Innovativo intervento a Teramo su una forma di tumore aggressivo

TERAMO. Ricostruito lo sterno a una paziente. Il particolarissimo intervento è stato eseguito dall’equipe di Chirurgia toracica su una paziente con una invasiva forma di tumore sternale.
Un intervento raro che è consistito in una demolizione totale e ricostruzione con l’impiego di una innovativa protesi in titanio.
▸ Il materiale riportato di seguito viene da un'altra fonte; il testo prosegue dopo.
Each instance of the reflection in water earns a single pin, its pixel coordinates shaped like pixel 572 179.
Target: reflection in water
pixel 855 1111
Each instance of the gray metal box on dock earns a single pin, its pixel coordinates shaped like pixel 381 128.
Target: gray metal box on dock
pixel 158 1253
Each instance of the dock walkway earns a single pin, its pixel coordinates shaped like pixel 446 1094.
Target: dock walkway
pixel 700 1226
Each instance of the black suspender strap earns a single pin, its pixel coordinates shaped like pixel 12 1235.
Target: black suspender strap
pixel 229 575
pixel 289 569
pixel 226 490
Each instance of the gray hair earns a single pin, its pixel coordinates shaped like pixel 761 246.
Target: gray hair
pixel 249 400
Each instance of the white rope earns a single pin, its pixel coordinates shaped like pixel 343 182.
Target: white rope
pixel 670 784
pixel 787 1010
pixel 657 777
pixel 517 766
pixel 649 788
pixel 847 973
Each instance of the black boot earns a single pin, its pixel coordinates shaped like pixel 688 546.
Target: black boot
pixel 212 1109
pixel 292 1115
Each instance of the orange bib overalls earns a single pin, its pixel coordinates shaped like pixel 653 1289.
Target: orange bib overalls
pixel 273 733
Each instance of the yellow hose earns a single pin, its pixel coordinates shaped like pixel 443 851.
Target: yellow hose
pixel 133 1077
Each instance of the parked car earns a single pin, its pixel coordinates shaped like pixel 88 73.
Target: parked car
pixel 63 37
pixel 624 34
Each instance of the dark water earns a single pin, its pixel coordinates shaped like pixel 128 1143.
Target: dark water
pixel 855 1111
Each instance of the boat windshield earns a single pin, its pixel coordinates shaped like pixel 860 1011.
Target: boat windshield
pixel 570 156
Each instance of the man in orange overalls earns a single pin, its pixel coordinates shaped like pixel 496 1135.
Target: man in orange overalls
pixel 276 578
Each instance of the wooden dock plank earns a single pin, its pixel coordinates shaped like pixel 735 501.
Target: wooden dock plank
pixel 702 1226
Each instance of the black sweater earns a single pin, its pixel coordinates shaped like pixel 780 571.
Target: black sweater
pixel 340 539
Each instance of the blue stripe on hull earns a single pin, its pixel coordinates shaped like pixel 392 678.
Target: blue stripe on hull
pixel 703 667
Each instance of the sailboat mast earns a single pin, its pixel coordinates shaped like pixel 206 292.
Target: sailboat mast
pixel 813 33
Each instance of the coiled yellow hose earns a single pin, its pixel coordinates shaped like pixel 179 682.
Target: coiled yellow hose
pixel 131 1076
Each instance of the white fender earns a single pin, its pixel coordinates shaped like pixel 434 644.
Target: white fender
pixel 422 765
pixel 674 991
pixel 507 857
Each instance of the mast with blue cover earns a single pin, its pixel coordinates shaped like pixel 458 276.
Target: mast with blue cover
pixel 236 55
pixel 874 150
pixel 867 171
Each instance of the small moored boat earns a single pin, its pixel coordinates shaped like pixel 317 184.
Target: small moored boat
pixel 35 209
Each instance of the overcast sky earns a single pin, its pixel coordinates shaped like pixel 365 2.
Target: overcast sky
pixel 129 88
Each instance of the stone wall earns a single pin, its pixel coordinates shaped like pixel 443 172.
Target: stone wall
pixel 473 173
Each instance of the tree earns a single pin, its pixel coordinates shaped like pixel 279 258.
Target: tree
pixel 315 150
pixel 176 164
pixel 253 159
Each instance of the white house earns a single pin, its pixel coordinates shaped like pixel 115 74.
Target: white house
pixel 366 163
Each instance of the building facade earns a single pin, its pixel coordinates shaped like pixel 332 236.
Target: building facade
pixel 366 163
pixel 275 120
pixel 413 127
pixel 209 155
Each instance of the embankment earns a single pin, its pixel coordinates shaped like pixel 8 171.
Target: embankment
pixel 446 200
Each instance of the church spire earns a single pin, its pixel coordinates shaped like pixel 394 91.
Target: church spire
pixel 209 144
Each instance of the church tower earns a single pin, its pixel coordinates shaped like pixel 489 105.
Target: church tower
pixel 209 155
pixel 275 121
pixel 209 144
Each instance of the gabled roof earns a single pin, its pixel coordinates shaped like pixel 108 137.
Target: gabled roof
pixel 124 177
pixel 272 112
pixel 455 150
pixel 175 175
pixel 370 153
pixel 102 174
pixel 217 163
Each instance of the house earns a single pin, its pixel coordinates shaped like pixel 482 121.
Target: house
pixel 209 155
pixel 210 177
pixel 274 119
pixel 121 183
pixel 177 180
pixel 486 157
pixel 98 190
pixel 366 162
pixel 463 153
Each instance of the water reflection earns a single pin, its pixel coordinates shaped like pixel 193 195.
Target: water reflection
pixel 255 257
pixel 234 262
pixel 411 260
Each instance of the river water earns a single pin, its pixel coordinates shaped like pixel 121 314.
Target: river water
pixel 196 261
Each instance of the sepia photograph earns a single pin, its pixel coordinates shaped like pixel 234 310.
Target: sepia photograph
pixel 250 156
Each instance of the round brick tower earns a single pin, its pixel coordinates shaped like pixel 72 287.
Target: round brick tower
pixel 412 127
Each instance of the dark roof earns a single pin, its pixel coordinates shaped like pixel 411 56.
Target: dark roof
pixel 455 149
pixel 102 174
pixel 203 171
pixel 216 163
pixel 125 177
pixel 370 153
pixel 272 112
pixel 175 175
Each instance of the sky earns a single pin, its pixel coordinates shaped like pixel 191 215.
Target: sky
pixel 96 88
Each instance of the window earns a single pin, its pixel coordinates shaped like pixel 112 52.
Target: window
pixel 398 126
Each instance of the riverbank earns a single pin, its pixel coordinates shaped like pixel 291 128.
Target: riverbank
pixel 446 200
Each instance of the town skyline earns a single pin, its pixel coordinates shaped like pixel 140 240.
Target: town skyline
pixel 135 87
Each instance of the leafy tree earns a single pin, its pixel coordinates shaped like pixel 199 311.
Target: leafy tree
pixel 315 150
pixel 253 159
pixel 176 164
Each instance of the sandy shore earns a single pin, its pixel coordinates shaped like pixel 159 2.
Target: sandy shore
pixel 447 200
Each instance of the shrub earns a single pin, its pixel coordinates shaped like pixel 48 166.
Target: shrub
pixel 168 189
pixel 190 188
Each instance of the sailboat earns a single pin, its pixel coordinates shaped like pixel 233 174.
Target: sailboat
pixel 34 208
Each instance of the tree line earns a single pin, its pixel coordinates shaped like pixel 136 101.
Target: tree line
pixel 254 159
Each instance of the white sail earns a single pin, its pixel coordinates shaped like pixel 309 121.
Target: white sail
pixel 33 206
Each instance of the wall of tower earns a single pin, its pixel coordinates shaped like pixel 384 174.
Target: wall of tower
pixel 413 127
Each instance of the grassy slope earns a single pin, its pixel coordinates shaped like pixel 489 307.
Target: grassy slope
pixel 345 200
Tale procedura ricostruttiva, avvalendosi di una griglia metallica resistente sia alla corrosione sia alle sollecitazioni sulla parete toracica determinate dagli atti respiratori, è frutto di una ricerca tecnologica del reparto volta a offrire ai pazienti oncologici le più ampie garanzie di radicalità e ripresa funzionale. In sostanza è stato sostituito l’intero corpo dello sterno, sostituito dalla griglia in titanio senza l’impiego delle classiche placche metalliche o segmenti ossei, associati a rete di rinforzo. L’intervento è stato eseguito dal primario Roberto Crisci coadiuvato da Duilio Divisi, Andrea De Vico e Giovanna Imbriglio. La paziente, che soffriva molto prima dell’operazione, ha avuto un decorso postoperatorio regolare, con pieno recupero della funzionalità respiratoria, tanto da poter rapidamente affrontare il prosieguo dell’iter terapeutico. L’intervento è avvenuto due mesi fa ma i chirurghi ne danno notizia ora «dopo aver constatato e seguito nel tempo l’eccellente stato di salute della paziente. La Chirurgia toracica di Teramo, convenzionata con l’Università dell’Aquila, da quattro decenni offre risposte al territorio e non solo circa la patologia pleuro-polmonare, parietale, mediastinica e diaframmatica, in elezione e in urgenza». Un’attività che ha trovato riscontro nella nomina di Crisci a presidente nazionale della Società italiana di Chirurgia toracica. Il reparto del Mazzini rappresenta inoltre una delle poche realtà nel Centro e nel Sud ad effettuare l’”Endobronchial Ultrasound/transbronchial needle aspiration or biopsy” che consente la valutazione istolologica e citologica delle patologie del mediastino attraverso l’albero tracheo-bronchiale, senza la necessità di ricorrere ad interventi invasivi ma con un un broncoscopio dotato di ecografo all’estremità.